Q: If students are only allowed to take 2 courses from one concentration, then is the example path for CS student's incorrect?

A: So long as students are not using more than two courses towards another degree program (i.e., departmental major or another certificate program), they are allowed to count these courses towards the SML certificate.

Q: If I take a course as a prerequisite for my major, but it does not count as a departmental course or does not count towards my departmental GPA, can I take this as part of the certificate requirements?

A: Yes, a prerequisite course is okay as long as it does not count towards your degree program.
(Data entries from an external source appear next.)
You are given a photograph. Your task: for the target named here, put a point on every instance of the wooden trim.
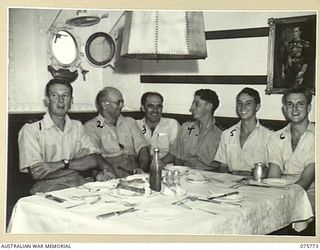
(237, 33)
(205, 79)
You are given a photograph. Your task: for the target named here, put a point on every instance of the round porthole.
(64, 48)
(100, 49)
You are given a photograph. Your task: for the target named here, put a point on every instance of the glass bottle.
(155, 171)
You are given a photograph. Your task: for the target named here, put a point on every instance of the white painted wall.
(247, 56)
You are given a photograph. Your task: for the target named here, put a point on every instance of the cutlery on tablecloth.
(51, 197)
(194, 198)
(214, 179)
(128, 171)
(115, 213)
(196, 208)
(266, 186)
(83, 203)
(223, 195)
(130, 188)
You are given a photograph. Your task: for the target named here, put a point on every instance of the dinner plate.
(172, 193)
(181, 169)
(159, 214)
(137, 176)
(277, 182)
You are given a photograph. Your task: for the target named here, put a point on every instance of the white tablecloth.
(263, 211)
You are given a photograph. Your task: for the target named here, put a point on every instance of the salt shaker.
(257, 172)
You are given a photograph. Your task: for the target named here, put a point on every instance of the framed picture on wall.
(291, 53)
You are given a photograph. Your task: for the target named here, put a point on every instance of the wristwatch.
(66, 164)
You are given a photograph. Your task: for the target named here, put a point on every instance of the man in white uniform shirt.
(53, 150)
(160, 132)
(245, 143)
(292, 149)
(118, 137)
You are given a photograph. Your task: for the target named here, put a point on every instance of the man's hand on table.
(40, 170)
(138, 171)
(105, 175)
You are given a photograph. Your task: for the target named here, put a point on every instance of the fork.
(194, 198)
(125, 203)
(195, 208)
(83, 203)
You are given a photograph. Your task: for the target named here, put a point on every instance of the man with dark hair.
(160, 132)
(291, 150)
(198, 141)
(245, 143)
(119, 138)
(295, 59)
(53, 150)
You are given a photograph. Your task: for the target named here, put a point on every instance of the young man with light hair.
(118, 137)
(198, 141)
(245, 143)
(55, 149)
(160, 132)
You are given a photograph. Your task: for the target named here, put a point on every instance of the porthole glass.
(100, 49)
(64, 47)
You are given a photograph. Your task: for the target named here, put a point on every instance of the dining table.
(200, 203)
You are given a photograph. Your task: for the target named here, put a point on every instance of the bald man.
(119, 138)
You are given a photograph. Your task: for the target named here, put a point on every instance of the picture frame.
(291, 53)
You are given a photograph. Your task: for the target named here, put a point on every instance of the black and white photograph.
(292, 53)
(161, 123)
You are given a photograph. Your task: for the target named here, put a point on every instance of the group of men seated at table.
(56, 149)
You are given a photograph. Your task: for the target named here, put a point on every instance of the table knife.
(130, 188)
(214, 201)
(51, 197)
(107, 215)
(128, 171)
(223, 195)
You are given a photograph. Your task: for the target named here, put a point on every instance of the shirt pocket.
(109, 144)
(162, 142)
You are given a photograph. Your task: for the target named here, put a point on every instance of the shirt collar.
(310, 128)
(145, 123)
(258, 125)
(48, 122)
(103, 120)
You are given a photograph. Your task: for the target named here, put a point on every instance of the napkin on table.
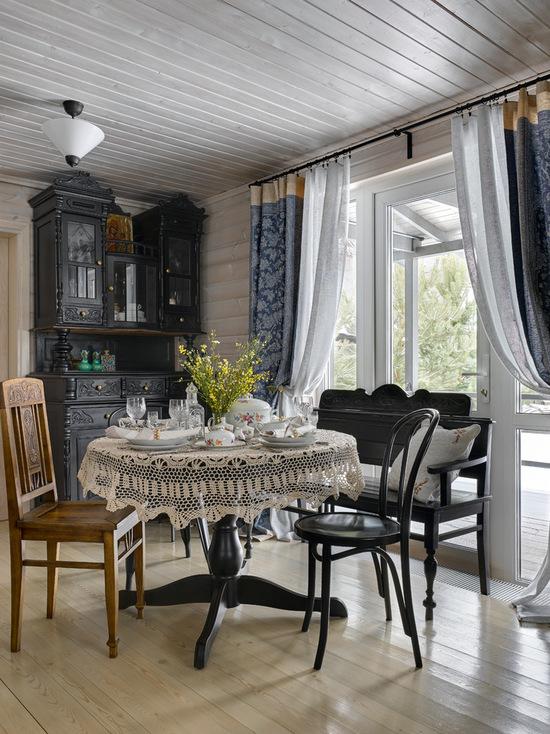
(293, 429)
(147, 433)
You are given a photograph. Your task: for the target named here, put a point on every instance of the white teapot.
(249, 411)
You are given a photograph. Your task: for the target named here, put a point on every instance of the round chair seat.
(345, 529)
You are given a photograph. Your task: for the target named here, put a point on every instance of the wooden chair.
(359, 532)
(36, 514)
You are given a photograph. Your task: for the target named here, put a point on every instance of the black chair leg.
(430, 570)
(325, 606)
(381, 569)
(248, 542)
(386, 588)
(483, 550)
(409, 608)
(186, 537)
(311, 571)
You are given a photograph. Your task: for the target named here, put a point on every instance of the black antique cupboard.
(128, 297)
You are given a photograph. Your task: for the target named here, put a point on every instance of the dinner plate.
(237, 445)
(288, 441)
(159, 444)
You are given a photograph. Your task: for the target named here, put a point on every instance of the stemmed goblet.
(177, 410)
(304, 407)
(135, 407)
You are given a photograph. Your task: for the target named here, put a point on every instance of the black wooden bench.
(369, 419)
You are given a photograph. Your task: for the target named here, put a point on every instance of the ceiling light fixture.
(74, 137)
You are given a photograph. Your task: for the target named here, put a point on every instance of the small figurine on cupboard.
(84, 364)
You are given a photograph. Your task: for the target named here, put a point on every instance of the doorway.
(15, 307)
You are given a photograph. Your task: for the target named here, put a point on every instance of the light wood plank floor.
(482, 671)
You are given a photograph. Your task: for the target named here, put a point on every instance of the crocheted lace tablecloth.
(211, 483)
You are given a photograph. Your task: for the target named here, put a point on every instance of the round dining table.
(220, 485)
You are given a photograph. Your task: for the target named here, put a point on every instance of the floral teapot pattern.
(248, 411)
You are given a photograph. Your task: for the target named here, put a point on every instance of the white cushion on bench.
(446, 446)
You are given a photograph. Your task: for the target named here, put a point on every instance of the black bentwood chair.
(360, 532)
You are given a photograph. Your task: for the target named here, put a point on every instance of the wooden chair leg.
(52, 554)
(325, 606)
(139, 555)
(130, 566)
(17, 589)
(111, 591)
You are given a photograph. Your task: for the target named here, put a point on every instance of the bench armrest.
(456, 465)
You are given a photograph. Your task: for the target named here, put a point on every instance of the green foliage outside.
(446, 324)
(345, 350)
(446, 328)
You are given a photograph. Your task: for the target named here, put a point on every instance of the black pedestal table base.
(224, 588)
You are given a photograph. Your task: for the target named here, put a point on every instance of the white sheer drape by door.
(323, 254)
(479, 153)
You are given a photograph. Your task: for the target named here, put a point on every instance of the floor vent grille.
(503, 590)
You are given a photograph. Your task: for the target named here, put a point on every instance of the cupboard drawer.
(85, 416)
(146, 386)
(99, 387)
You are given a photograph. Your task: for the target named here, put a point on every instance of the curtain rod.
(405, 130)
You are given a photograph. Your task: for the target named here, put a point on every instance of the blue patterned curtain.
(527, 141)
(276, 230)
(502, 162)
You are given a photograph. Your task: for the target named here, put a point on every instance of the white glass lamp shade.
(73, 137)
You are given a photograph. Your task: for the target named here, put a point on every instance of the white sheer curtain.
(323, 254)
(482, 186)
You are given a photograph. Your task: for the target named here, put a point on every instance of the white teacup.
(219, 437)
(245, 433)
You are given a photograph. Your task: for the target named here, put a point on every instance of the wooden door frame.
(20, 293)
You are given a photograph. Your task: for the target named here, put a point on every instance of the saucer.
(237, 445)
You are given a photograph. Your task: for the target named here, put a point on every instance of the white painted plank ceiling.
(201, 96)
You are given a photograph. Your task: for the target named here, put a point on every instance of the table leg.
(255, 590)
(225, 587)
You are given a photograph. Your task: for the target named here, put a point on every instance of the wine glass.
(152, 419)
(135, 407)
(177, 410)
(304, 406)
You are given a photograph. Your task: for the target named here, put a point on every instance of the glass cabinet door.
(82, 244)
(133, 292)
(179, 278)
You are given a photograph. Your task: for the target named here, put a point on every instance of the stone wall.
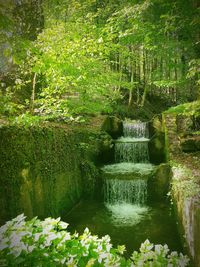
(45, 170)
(185, 184)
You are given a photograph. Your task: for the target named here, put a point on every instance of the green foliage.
(82, 57)
(48, 243)
(188, 109)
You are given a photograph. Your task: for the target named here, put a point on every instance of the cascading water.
(129, 191)
(126, 215)
(133, 147)
(126, 198)
(137, 129)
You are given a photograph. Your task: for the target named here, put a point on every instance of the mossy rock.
(113, 126)
(190, 144)
(157, 141)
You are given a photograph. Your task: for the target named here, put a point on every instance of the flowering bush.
(48, 243)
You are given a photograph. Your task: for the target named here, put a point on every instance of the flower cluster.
(48, 243)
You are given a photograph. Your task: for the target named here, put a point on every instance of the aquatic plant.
(48, 243)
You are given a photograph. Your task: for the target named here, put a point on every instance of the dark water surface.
(127, 224)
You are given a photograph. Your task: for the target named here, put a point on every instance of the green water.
(127, 224)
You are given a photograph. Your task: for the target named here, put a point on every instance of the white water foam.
(126, 167)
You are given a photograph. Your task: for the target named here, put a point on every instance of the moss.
(186, 109)
(41, 171)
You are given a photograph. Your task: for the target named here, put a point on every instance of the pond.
(127, 224)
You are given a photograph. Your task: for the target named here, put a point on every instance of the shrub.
(48, 243)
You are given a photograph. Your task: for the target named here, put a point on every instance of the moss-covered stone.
(157, 141)
(159, 182)
(42, 169)
(190, 144)
(113, 126)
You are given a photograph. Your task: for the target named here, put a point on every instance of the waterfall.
(129, 191)
(137, 129)
(132, 151)
(134, 146)
(125, 191)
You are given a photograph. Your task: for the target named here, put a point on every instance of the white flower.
(63, 225)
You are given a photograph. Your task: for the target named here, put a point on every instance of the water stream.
(125, 213)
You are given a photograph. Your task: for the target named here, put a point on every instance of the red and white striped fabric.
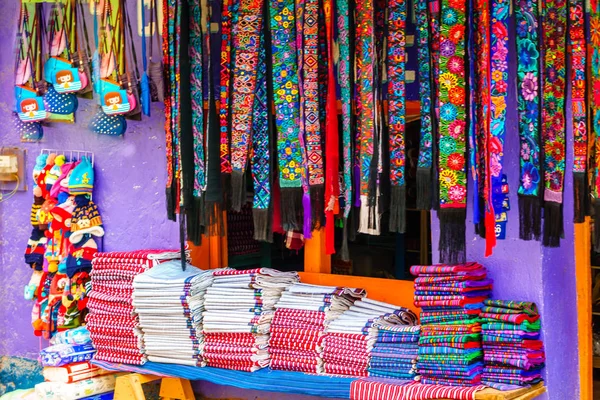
(111, 320)
(370, 389)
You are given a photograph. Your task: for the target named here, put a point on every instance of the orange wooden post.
(583, 282)
(315, 259)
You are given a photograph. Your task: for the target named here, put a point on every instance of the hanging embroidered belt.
(553, 118)
(528, 100)
(396, 56)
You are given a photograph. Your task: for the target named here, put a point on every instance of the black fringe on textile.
(317, 204)
(170, 194)
(580, 198)
(553, 224)
(424, 195)
(398, 209)
(596, 207)
(530, 218)
(452, 245)
(291, 207)
(262, 225)
(195, 221)
(344, 251)
(238, 190)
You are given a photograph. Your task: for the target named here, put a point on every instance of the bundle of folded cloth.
(303, 313)
(239, 307)
(513, 354)
(394, 354)
(169, 303)
(111, 319)
(348, 340)
(451, 297)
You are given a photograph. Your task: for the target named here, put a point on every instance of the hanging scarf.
(595, 109)
(452, 145)
(225, 74)
(553, 119)
(424, 166)
(312, 123)
(578, 104)
(528, 100)
(396, 42)
(332, 182)
(247, 43)
(286, 99)
(261, 154)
Q: Is PDF acceptable for courses?

A: No. Students must take 5 courses and earn at least a grade of B- for each course.

Q: Does TRA 301 count as a TRA department class or as it's secondary cross-listing, COS?

A: You can count it either way.

Q: Can I present at the poster session during my junior year?

A: Yes, as long as you have fulfilled the independent work requirement and submitted the work to the faculty committee by the appropriate deadline.

Q: Can I submit an independent work during my senior year that is *not* my senior thesis?

A: Yes.

Q: How can I propose a different course for the certificate (for instance, if I am studying abroad and would like a course from the institution abroad to count towards the certificate requirements)?

A: You must submit a PDF copy of the official course syllabus to the Program Manager and the Director of the Certificate Program. The syllabus must include information about the course materials and assignments.

Q: If I get a 5 in an AP class, can that count towards one of the course requirements?

A: No, we do not accept AP courses as exceptions to any of the course requirements.